Dans un geste d'affection, Susan posa sa main sur la joue de son fils et la caressa. Mike sourit tendrement à sa mère avant de l'étreindre.

Ce soir-là, Connie sentit que son mari avait besoin de partager des moments privilégiés, seul avec son fils. C'est pourquoi elle laissa Mike donner seul le bain à Gabriel. Tout deux descendirent ensuite, Gabriel tout sourire dans son adorable pyjama gris et blanc avec un panda en impression. Si Mike et Connie ne dînèrent pas, encore rassasiés du festin du midi, leur fils se fit une joie de dévorer sa purée de légumes verts et son biberon de lait.

Un peu plus tard dans la soirée, Connie retrouva Mike, penché au-dessus du lit de Gabriel, en train de l'installer pour la nuit après lui avoir lu son histoire quotidienne. Connie vint se tenir à ses côtés et les regarda, passant doucement une main dans les cheveux de son mari. Se sentant observé, Mike tourna la tête vers sa femme.

- Quoi ?

- Rien…

- Je vais bien Connie…

- Ce que tu as dit à ton père cet après-midi, c'était très courageux de ta part.

- Tu te souviens du cas Shoemaker ?

- Oui… Comment oublier cette petite fille et le déchirement de sa famille pour obtenir sa garde ?

- J'étais allé voir la juge un soir au restaurant. Elle m'avait parlé de la capacité de résilience des enfants confrontés au divorce de leurs parents. Je me souviens lui avoir répondu que certaines blessures ne cicatrisaient pas…

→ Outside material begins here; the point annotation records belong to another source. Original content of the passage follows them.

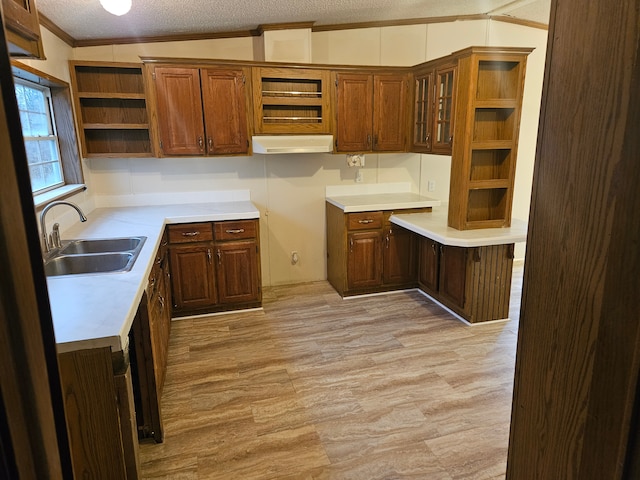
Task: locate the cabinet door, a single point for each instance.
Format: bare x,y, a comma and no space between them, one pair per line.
444,110
179,111
225,112
364,259
192,276
354,112
389,112
429,264
399,265
453,273
238,279
422,113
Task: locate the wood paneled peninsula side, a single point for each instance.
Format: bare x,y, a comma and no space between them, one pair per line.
467,271
384,238
112,331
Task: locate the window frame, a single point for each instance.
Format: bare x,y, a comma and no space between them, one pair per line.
62,106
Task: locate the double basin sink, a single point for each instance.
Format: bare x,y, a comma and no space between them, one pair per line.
94,256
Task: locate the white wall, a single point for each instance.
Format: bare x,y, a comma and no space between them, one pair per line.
289,189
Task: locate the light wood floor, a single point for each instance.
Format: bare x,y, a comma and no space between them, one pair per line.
316,387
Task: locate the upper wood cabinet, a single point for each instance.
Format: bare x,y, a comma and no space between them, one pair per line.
111,109
23,28
488,105
291,100
201,111
433,110
371,112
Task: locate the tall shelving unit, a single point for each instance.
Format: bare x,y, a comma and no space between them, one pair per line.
483,163
111,109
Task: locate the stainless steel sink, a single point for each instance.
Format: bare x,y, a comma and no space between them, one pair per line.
103,245
94,256
95,263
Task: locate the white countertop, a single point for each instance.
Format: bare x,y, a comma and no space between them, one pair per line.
91,311
434,226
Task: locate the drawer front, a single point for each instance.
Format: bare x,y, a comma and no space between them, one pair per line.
364,220
190,232
235,230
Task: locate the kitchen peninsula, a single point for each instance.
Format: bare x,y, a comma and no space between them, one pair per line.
111,361
390,239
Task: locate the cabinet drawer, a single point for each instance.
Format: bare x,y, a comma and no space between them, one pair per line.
364,220
235,230
190,232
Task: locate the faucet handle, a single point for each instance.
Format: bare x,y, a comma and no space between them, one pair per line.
54,238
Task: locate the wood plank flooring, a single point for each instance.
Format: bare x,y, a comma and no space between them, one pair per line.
316,387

- Tu évoquais ta propre situation…

- Oui… Mais aujourd'hui je suis prêt à laisser tout cela derrière moi. Connie, tu es tout ce dont j'ai besoin. Toi et Gabriel êtes tout ce dont j'ai besoin. Et quant à cette figure paternelle qui m'a fait défaut toutes ces années, je pense en avoir retrouvé une il y a quelques temps maintenant…

Sachant évidemment à qui son mari faisait référence, Connie sourit et embrassa son mari sur la joue avant de lui murmurer quelques mots d'amour à l'oreille. Mike posa sa tête sur l'épaule de sa femme, tout deux observant leur fils bailler et lutter encore quelques instants contre le sommeil avant de s'endormir paisiblement. Il laissa finalement échapper les larmes depuis trop longtemps contenues.